2. and 3. If I am to be a Christian, a follower of Christ, it would be pretty pathetic if I did not believe in Christ and his acts of salvation. I maintain that every religion must have some kind of mystery to it, something that we cannot comprehend as humans because we trust that there is an infinite higher power at work. I believe that the Bible is true in its statement of what is explained in points 2-3, but that doesn't mean that I don't think point 2 can be interpreted. Does that make any sense? If you want, I can flesh that out for you at some point, too.
4. I think the Trinity is an important concept for Christianity, because it is how God has chosen to meet Christians' needs. If Jesus Christ is not God, how could be save humanity?

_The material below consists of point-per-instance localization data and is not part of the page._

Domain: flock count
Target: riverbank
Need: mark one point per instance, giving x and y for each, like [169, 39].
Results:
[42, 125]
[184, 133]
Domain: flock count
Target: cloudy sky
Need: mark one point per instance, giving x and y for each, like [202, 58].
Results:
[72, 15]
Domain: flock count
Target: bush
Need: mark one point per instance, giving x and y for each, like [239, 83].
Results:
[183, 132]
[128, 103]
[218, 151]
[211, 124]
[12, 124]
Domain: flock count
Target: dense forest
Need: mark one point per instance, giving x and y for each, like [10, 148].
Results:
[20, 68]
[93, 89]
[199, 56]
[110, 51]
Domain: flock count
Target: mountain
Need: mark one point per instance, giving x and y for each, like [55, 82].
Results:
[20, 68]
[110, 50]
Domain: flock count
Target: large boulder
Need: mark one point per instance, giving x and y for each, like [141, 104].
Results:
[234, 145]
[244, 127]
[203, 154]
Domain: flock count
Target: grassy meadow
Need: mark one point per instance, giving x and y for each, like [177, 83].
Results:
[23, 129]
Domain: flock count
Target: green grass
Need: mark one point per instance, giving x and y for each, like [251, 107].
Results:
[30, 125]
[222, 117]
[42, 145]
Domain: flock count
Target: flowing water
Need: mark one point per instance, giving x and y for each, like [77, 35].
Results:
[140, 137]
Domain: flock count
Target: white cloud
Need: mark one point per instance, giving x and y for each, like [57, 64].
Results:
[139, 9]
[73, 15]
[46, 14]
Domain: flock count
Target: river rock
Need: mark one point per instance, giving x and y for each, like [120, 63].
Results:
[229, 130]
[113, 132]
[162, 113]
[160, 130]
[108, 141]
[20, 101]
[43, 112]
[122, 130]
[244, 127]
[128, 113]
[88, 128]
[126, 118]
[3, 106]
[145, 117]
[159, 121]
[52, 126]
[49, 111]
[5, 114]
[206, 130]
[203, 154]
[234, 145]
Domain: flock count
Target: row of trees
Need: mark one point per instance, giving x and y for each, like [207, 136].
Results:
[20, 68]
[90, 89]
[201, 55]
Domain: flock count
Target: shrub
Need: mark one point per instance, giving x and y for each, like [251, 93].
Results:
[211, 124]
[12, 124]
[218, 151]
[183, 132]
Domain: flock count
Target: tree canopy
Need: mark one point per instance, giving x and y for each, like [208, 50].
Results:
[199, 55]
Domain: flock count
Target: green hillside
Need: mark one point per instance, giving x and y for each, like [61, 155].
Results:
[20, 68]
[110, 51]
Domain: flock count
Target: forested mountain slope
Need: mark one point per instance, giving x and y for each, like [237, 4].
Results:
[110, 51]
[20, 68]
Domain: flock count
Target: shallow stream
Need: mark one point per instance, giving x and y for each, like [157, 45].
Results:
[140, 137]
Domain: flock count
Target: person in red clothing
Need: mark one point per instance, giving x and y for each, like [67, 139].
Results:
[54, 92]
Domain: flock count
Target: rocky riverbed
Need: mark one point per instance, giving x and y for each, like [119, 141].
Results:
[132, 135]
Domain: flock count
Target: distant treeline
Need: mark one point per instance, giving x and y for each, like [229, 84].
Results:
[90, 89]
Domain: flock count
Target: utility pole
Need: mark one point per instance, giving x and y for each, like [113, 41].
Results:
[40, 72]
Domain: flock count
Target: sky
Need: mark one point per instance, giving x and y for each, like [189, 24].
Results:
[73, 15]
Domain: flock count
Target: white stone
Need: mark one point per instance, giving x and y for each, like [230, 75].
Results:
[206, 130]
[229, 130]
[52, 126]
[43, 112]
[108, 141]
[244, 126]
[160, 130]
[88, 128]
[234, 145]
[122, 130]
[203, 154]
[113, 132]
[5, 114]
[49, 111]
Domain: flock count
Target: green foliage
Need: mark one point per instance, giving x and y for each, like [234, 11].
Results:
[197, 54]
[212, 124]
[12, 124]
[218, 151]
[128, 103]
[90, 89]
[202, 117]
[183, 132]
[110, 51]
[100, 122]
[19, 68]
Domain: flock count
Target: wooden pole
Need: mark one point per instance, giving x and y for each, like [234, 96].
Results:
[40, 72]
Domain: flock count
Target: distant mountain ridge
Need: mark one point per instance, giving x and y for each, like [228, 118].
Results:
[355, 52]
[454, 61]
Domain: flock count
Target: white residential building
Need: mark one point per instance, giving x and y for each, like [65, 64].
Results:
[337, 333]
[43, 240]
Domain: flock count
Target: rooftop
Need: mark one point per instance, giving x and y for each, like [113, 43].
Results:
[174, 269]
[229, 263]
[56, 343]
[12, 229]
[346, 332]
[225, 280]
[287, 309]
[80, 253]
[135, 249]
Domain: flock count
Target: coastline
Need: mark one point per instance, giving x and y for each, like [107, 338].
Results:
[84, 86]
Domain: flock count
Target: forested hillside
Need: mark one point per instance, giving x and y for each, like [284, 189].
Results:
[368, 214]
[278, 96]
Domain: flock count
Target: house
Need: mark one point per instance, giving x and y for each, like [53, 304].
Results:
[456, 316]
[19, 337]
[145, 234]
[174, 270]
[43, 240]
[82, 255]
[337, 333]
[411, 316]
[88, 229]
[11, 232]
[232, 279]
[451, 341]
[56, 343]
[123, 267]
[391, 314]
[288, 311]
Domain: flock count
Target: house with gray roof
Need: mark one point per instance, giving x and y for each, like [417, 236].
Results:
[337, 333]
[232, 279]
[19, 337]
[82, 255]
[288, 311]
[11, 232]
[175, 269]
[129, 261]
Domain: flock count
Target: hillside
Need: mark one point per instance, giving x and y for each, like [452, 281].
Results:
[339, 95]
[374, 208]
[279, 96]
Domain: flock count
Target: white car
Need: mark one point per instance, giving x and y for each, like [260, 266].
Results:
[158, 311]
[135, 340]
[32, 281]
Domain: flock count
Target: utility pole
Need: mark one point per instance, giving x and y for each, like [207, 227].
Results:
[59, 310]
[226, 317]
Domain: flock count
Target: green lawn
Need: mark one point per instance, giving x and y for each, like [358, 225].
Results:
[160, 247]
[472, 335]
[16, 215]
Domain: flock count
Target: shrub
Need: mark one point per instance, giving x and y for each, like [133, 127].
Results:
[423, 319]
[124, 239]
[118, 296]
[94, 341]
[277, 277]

If the Holy Spirit does not exist, then we should all be deists because God is not providing for a means to be active in the world since Christ's ascension.
5. Christians should be united and help one another, and view each other as part of a larger universal faith, even if we have denominational differences.
6. Whether or not you believe in an afterlife (I know people who define themselves as 'Christian' who don't; such as the Seventh-Day Adventists and their belief in the soul sleep doctrine), it would seem logical to me that it should exist. Heaven is not discussed in the Bible in very literal terms, as far as I know, so I feel comfortable believing that God exists and that she has a place to live. Since God is love, why wouldn't she want me to come join her there someday? If humanity was created to commune with and worship God, then it makes sense that there would be an afterlife.
So... as for literal vs. non-literal interpretation... I don't see where that hinders me in believing the basic tenets of Christianity.